Wednesday, 18 June 2014

Less Shock of the New.

Shock is wearing thin and markets are putting in some sort of recovery. Shitty stocks have put in the biggest moves judging by my SSI (shitty stocks index derived from the shitty stocks in my portfolio) which points to the day-trader community (for no one else would own these shitty stocks) having pressed the OMG button on their day-trader platforms. And it does seem to be a general 'sell shitty stocks' move as they seem independent of sector eg. shitty UK gas stocks down just when one might have thought that an OMG energy shock via Iraq and exploding Ukrainian gas pipes should have pushed them higher.

So reading between the lines, we have had the knee jerk market move on Iraq and we enter phase two where OMG is tempered with a bit of 'well actually' and the derivative of primary news, namely 'ah but', starts creeping out of the mouths of those who want to sound more intelligent that the OMGers. Hence the market balances.

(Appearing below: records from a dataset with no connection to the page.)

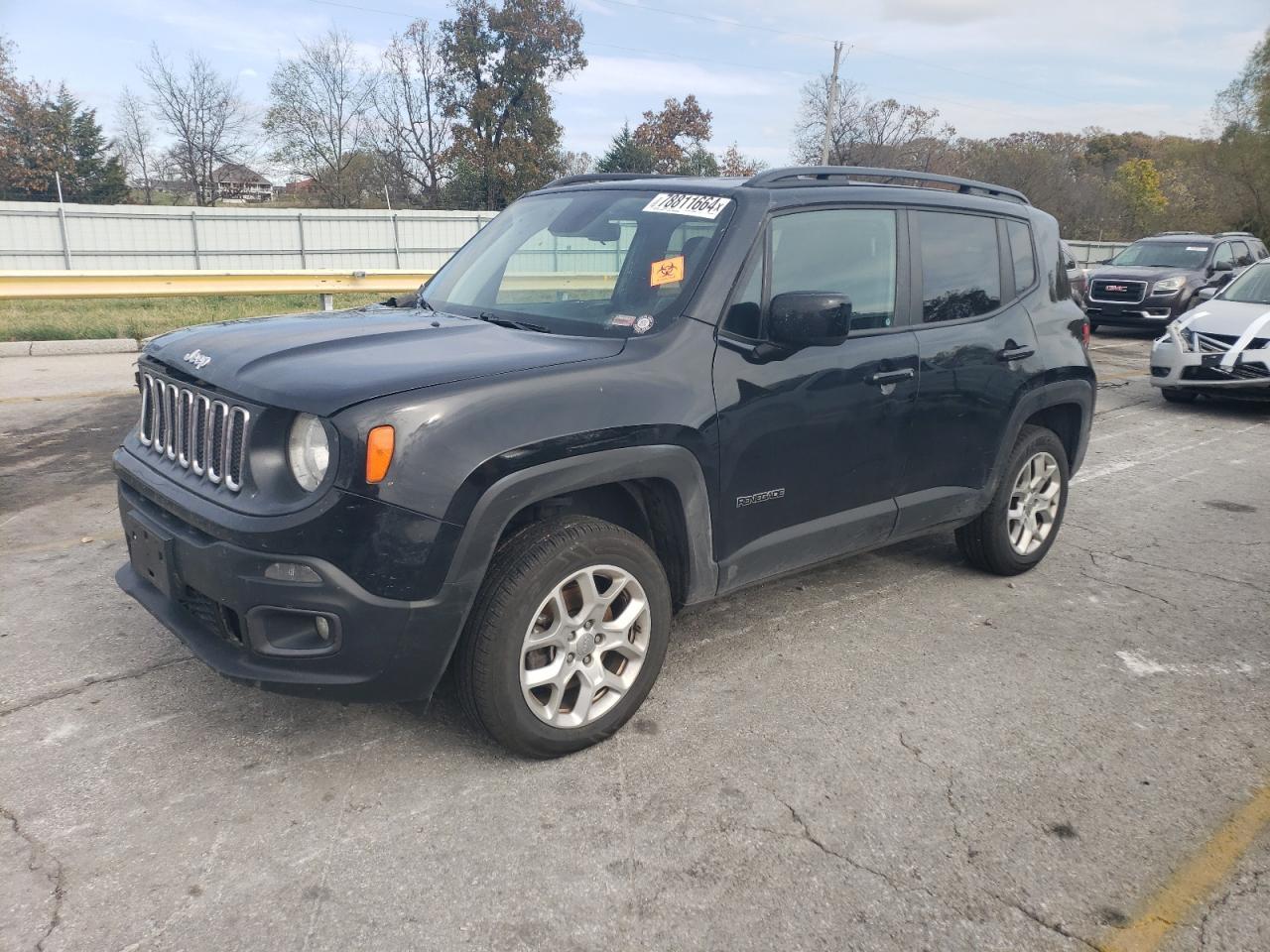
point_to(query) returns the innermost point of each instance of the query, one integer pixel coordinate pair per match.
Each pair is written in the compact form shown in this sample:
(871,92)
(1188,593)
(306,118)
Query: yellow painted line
(40,285)
(1192,884)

From the technical side and here I cut through the plethora of homeopathic indicators to some more basic ones, we have had a shake down from 'overbought' and are now just back to 'now what' which is normally indicated by a proliferation of fibonacci levels being quoted in desperation.

In general the level of 'not done this since the last time' type of comments is still high and it is still fun to note that the pre crisis 2007 highs are still being used prolifically as a benchmark for all current performance with no respect to the fact that 2007 levels were stupid to start with on many levels. Highs or lows are always an easy anchor to chain one's own biases to, even if said high or low was, by it's very nature, an aberration.

If we measure the path of most pain as the one that derives the most 'You have got to be joking' and hence 'WTF' comments, I would happily put my money on another rally in stocks resulting in a lot of torn out bear hair on the floor.

Talking of being dulled to shocks, it's pretty clear that the extremists in the Middle East think western forces are not to be feared after the last 10 years exposure to them to the point that short of all out invasion they really don't care. Perhaps it's time to play tag wrestling with respect to Middle East intervention sending in Team China. That should cause an 'Ooo Err missus' from the likes of ISIS.

As for FOMC, It will probably go BoE and revert to mean. In other words no shocks other than a shock that you misinterpreted the last FOMC.

Onwards and upwards..


abee crombie said...

The SSI in my PA is also going up too, though I would call them speculative instead ;-)

The pain trade probably is still upwards like you say, but I am interested to see if oil and energy stocks hit a high here (XLE, Cad energies) for that might mark an end of defensive rotation. If Nasser and R2K cant take out the highs then perhaps it sets up for a move down.

Longer term I was thinking the markets need to totally kill all the bears before we can have a real counter move. Too many macro guys arent wearing the rose colored glasses and buying equities.

Oh and i like the thoughts from yesterday. ISS is sorta from right field and an oil shock from Iraq is something most havent factored in. But I'm watching the Brent-WTI spread to see some sort of stress there before I change my bearish oil call here

Polemic said...

Welcome aboard abee, thanks and great to see you here.

abee crombie said...

Thanks Pol, I'm happy to see you are still writing.

Seems like TRY is another good one to watch re ISIS & Iraq, along with oil and the oil spreads.